There is also a 60-day transition period for deemed export/reexport transactions involving Hong Kong persons authorized under a license exception prior to June 30, 2020. Such deemed exports and reexports transactions are authorized until August 28, 2020, so long as proper documentation is maintained showing the Hong Kong person was hired and provided access to technology eligible for Hong Kong before June 30, 2020.
This suspension of EAR license exceptions only affects the availability of license exceptions for Hong Kong; it does not alter the underlying controls for Hong Kong (for example, it does not extend to Hong Kong the recently-expanded military end user and end use controls applicable to China in Part 744.21), nor does it appear to change the license review policies or supporting documentation requirements for Hong Kong in Part 748 of the EAR.

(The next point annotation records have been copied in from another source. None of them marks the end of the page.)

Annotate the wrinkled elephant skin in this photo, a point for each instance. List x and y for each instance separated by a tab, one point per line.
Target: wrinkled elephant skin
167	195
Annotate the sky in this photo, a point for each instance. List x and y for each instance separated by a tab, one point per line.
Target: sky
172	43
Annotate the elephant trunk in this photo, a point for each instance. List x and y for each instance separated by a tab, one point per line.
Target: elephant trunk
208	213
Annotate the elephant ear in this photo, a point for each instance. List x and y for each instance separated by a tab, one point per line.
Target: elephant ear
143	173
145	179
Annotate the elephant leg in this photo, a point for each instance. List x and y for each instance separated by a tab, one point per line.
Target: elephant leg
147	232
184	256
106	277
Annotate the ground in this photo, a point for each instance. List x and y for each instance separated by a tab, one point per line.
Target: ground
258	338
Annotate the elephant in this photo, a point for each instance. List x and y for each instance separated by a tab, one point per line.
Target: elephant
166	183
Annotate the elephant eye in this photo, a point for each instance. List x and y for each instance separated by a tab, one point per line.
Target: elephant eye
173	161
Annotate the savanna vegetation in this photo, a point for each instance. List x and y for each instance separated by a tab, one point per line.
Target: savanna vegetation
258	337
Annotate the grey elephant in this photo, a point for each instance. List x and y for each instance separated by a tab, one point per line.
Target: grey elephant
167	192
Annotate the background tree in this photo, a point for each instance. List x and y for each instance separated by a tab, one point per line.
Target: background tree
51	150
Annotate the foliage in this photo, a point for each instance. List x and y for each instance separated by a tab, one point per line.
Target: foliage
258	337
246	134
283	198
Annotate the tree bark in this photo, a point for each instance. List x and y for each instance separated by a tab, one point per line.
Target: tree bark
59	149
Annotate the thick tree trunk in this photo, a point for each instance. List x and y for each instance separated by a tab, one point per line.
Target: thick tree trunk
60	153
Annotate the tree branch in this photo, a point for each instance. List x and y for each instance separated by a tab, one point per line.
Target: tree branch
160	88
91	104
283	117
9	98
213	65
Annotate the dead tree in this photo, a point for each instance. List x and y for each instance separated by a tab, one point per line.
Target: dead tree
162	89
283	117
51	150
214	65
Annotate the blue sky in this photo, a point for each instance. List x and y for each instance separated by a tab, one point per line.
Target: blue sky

- Ending Controlled Defense Exports to Hong Kong
On June 29, 2020, the State Department announced that, effective immediately, it would end exports of US-origin defense equipment to Hong Kong and would take steps toward imposing the same restrictions on US defense and dual-use technologies to Hong Kong as it does for China. This likely means Hong Kong will be considered as part of China, or be separately added to the list of proscribed destinations, in Section 126.1 of the International Traffic in Arms Regulations (“ITAR”). Under the ITAR, it is the policy of the United States to deny licenses and other approvals for exports and imports of defense articles and defense services destined for or originating in countries included in Section 126.1 of the ITAR, including China. Certain other restrictions (e.g., duty to notify of a proposed, final, or actual sale of defense articles or defense services) also apply.
- Visa Restrictions on Chinese Communist Party (“CPP”) Officials
On June 26, 2020, the State Department announced visa restrictions on CPP officials believed to be “responsible for, or complicit in, undermining Hong Kong’s high degree of autonomy” or “human rights and fundamental freedoms in Hong Kong.” The visa restrictions apply broadly to “current and former CCP officials,” and potentially to family members of such persons.

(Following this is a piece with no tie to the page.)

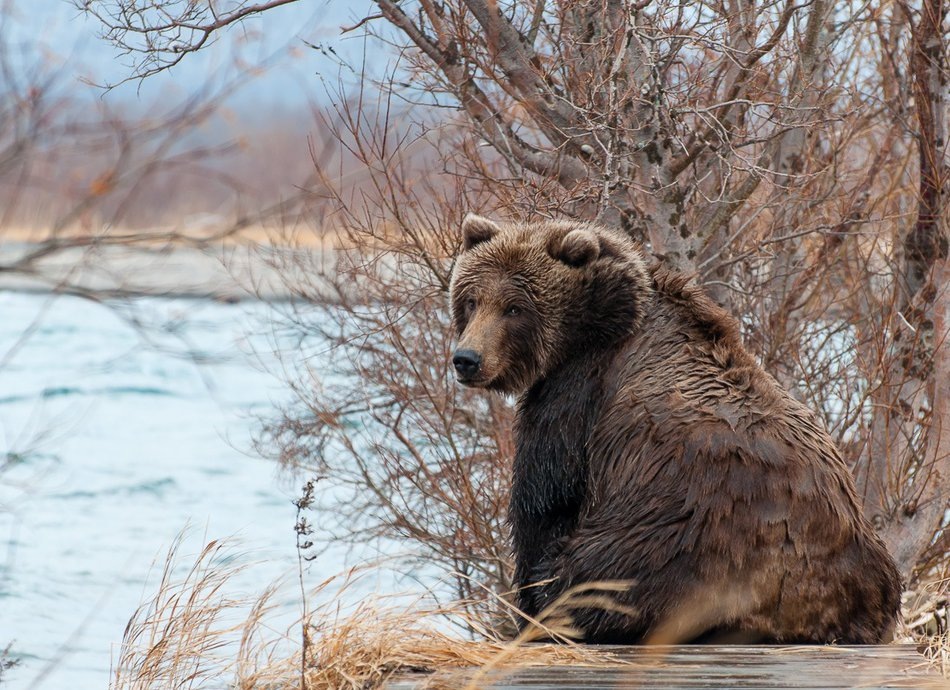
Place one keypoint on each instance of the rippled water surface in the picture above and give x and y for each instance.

Hong Kong Strategic Commodities Regulations Circular
The Hong Kong Trade and Industry Department (“TID”) released Strategic Trade Controls Circular No. 5/2020 (“Circular“) on 2 July 2020. Notwithstanding changes to the US rules, the TID emphasized that there would be no change to Hong Kong’s autonomous strategic commodities regime. The Circular also reiterated the announcement by the US BIS that US export authorization (usually in the form of a BIS-issued individual validated license) would now be required for various US-origin items. It also highlighted a non-exhaustive list of Export Control Classification Numbers (“ECCNs”) that require US authorization, including 3A001, 3A002.h, 3B001, 3B002, 3C002.a, 3C005, 3C006, 5A001, and 5B001.

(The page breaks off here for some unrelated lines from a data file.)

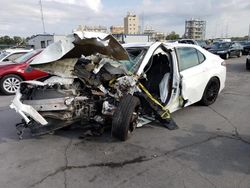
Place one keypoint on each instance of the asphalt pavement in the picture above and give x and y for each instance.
(211, 149)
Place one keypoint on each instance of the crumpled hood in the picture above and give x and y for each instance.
(82, 43)
(4, 63)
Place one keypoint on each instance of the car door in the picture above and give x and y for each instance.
(193, 72)
(233, 49)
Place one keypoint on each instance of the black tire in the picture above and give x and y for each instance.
(124, 119)
(226, 56)
(211, 92)
(248, 65)
(11, 88)
(240, 54)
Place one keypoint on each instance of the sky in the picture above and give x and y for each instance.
(225, 18)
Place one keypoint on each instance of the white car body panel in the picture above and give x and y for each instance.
(13, 51)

Furthermore, as Hong Kong also independently requires licensing for strategic commodity imports, in-territory transfers and exports (with TID generally requiring demonstration of US authorization before it will grant the Hong Kong license), the Circular also specifically advised that Hong Kong licenses granted on the basis of US Licence Exception GBS will now be unavailable, and that the TID would liaise with relevant Hong Kong licensees for the cancellation of unused licenses.
What To Expect Next
In response to the above actions by the US government, the Ministry of Foreign Affairs of China stated that China opposes such actions and will take necessary countermeasures. Details of such countermeasures are still to come.
In addition, we may see additional actions against China/Hong Kong from the US government as it calls upon China to “honor its commitments and obligations in the Sino-British Joint Declaration” with respect to Hong Kong. Both State and Commerce have indicated further actions are being evaluated. Please refer to our prior blog post for a discussion of potential additional measures that have been explicitly mentioned by the US Administration. This is a rapidly evolving landscape, and we will continue to monitor developments in both the United States, China and Hong Kong.